After my post last night (or this morning), I though a bit more about hypergraphs and started playing with a few ideas for a data structure based on incidence lists (lists of every edge incident on a particular vertex). While I've got something that works (after a fashion and in a naive and trivial sort of way), I've come to a realisation that I don't really know what a lot of the things I might want to do to such graphs actually mean.
What,if anything, do reflexivity, transitivity and symmetry mean in the context of a hypergraph? I've been trying to figure this out using the composition relation from arrow logic as an example but I'm still not sure I'm getting anywhere.
Be that as it may, I've started working on a prototype of a hypergraph package for Haskell and if I can figure out how various things ought to work and how to generalise it to relations of arbitrary arity, I'll release it separately.
1 comment:
A transitive reflexive hypergraph is, for the most part, a category.

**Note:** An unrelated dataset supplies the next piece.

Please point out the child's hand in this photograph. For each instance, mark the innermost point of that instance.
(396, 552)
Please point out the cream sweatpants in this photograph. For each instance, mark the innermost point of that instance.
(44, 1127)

There is some work on computational category theory out there, so you may try looking to see what those guys have done. Symmetry in the case of a category means that you have what's called a "groupoid" - every arrow has an inverse.
Doing things the category theoretic way, you would store the arrows, which consist of only the domain and codomain. That is, the vertex it starts at and the vertex it ends at. You may like to keep something like a bag, where you store each arrow along with its multiplicity -- so a typical entry would be (1,2;3) which says that there are three arrows from vertex 1 to vertex 2.